Using scvi-hub to download pretrained scvi-tools models#

In this tutorial, we will learn about Hugging Face and the scvi-hub, and how you can use it to download pretrained scvi-tools models.

Uncomment the following lines in Google Colab in order to install scvi-tools:

# !pip install --quiet scvi-colab
# from scvi_colab import install

# install()
import tempfile

import scanpy as sc
import scvi
import torch
scvi.settings.seed = 0
print("Last run with scvi-tools version:", scvi.__version__)
Last run with scvi-tools version: 1.0.3

You can modify save_dir below to change where the data files for this tutorial are saved.

sc.set_figure_params(figsize=(4, 4), frameon=False)
torch.set_float32_matmul_precision("high")
save_dir = tempfile.TemporaryDirectory()

%config InlineBackend.print_figure_kwargs={"facecolor" : "w"}
%config InlineBackend.figure_format="retina"

Overview#

TL;DR: Hugging Face is a Cloud-based platform that’s ideal for storage and sharing of pre-trained ML models. We provide an interface to it in scvi-tools and store pre-trained scvi-tools models on the Hugging Face Model Hub. Read on for more details or jump here for practical examples.

What is Hugging Face 🤗?#

Hugging Face (HF for short) is a suite of tools for building ML-based applications.

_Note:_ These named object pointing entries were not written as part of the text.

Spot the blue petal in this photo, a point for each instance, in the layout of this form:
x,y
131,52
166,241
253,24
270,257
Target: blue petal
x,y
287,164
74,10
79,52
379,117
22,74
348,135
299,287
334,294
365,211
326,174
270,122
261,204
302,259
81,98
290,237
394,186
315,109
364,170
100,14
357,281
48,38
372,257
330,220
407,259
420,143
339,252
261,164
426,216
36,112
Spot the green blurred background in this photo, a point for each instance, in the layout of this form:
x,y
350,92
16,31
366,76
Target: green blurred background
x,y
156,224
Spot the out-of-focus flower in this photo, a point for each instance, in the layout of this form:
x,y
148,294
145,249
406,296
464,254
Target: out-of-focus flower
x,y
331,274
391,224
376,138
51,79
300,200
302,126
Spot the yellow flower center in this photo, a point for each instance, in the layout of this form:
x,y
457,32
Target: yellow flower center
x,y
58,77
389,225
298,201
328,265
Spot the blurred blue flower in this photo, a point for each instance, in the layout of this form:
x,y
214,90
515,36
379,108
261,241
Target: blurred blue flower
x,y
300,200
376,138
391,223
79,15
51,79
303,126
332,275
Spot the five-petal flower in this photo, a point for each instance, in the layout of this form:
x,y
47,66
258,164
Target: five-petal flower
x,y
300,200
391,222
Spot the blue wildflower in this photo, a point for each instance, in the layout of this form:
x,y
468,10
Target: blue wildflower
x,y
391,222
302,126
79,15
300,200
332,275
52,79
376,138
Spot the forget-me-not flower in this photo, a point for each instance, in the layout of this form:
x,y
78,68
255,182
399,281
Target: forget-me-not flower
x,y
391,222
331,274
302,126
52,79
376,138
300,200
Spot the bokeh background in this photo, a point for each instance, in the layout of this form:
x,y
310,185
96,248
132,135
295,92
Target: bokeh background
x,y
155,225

The Hugging Face Hub is a platform for sharing and using pretrained models, as well as other entities such as datasets and demo apps (called Spaces). The Model Hub — the HF Hub for pretained models — includes models trained on a variety of tasks including but not limited to NLP, computer vision, audio, and many other domains. You can find more information about the HF Hub here and about the HF Model Hub here.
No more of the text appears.